Rebecca Seligman Assistant Professor, Anthropology

Rebecca Seligman (Ph.D., Emory) is an assistant professor in Northwestern’s Department of Anthropology who works in the areas of medical anthropology, psychological anthropology, and transcultural psychiatry. Seligman is interested in the relationships of individual experience, social and political contexts, and cultural models of selfhood to outcomes such as post-traumatic stress disorder (PTSD), dissociation, somatization, diabetes, and depression.
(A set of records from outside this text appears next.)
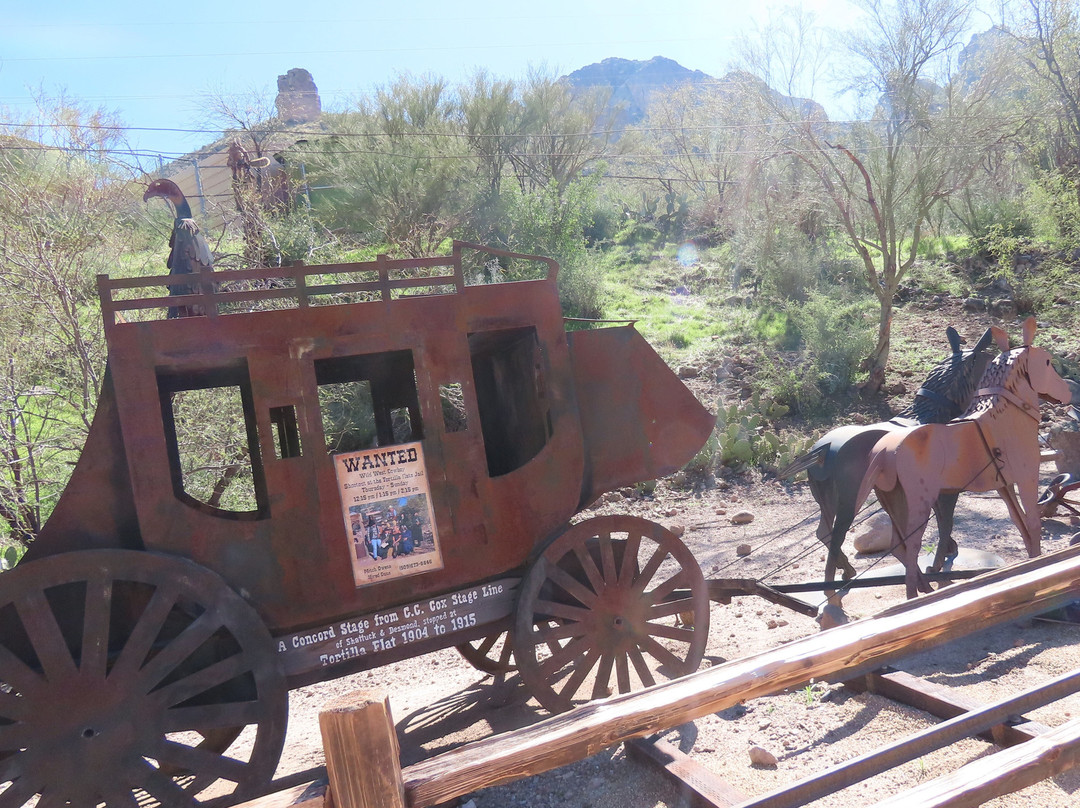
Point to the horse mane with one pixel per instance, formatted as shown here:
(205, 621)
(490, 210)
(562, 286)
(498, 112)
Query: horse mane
(946, 390)
(1001, 373)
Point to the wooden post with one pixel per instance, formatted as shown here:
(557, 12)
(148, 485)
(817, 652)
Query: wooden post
(998, 775)
(842, 652)
(363, 762)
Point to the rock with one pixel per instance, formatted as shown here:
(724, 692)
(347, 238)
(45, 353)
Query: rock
(1065, 439)
(297, 99)
(1003, 308)
(875, 536)
(761, 756)
(742, 517)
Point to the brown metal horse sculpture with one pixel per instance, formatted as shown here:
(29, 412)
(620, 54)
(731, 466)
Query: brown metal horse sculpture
(837, 462)
(993, 446)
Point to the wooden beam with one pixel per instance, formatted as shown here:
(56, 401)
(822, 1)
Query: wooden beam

She is also engaged with current neuroscience research concerning these phenomena, and has published several articles critically engaging with the field of cultural neuroscience.
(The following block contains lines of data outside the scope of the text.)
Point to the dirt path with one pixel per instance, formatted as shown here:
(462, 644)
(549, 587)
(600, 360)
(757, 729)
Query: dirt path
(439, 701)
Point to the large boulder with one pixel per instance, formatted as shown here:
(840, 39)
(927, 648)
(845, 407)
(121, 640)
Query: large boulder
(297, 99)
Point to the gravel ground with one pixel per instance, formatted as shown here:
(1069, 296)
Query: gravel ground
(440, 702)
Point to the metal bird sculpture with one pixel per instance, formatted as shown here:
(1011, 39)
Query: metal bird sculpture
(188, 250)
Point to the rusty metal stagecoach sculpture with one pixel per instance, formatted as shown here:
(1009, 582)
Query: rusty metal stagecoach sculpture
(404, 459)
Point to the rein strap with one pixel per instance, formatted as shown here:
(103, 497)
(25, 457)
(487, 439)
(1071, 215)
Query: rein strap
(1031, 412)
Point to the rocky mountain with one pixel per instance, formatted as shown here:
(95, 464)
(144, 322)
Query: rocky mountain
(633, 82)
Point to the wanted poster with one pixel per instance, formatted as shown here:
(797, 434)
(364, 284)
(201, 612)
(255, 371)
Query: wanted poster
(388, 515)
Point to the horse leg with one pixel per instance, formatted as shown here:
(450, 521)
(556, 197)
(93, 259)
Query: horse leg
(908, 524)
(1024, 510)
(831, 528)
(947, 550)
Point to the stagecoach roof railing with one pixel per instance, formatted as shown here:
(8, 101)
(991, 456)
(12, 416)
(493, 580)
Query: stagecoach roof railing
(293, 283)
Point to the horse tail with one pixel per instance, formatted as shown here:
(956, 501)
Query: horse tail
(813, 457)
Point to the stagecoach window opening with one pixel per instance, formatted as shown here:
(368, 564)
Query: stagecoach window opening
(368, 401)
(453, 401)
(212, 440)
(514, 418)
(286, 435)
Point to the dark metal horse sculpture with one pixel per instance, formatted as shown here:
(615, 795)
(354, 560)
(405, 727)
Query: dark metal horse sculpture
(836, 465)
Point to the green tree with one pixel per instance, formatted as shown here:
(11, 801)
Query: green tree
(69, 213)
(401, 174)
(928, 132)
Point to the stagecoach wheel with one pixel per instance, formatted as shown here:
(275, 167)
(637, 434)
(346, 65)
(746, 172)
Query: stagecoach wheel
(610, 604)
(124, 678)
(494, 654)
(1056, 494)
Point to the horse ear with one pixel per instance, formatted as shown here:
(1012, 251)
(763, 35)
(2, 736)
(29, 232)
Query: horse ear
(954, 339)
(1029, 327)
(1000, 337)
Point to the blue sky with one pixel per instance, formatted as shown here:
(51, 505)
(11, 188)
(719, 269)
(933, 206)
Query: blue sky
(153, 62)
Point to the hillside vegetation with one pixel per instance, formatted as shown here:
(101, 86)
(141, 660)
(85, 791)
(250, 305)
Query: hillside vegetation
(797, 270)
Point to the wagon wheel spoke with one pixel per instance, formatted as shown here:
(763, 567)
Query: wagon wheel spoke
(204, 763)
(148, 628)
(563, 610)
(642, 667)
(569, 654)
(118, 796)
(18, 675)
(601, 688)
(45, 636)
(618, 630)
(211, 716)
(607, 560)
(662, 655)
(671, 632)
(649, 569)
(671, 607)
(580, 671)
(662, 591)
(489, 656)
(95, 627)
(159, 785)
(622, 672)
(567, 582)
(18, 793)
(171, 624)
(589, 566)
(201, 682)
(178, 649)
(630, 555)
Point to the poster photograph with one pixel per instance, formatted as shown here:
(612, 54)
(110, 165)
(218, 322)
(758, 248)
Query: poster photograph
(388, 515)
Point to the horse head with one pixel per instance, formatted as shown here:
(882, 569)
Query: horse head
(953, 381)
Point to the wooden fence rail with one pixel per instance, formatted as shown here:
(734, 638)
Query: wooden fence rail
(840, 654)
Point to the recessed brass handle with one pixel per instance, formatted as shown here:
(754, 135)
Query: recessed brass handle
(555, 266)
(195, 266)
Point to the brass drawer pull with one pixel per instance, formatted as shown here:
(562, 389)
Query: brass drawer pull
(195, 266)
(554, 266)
Her past research has explored the relationship among self-narrative, embodiment, and mental health among possession mediums in Northeastern Brazil and Mexican diabetes patients in the US. Seligman’s current project investigates how Mexican-American adolescents engage in processes of self-making in relation to their experiences of patienthood in a psychiatric clinic. Seligman is the author of the book Possessing Spirits and Healing Selves: Embodiment and Transformation in an Afro-Brazilian Religion, as well as articles published in the journals Transcultural Psychiatry, Culture Medicine and Psychiatry, Medical Anthropology, Social Cognitive Affective Neuroscience, Progress in Brain Research and Ethos. She is co-editor and contributor to the forthcoming Oxford Handbook of Cultural Neuroscience.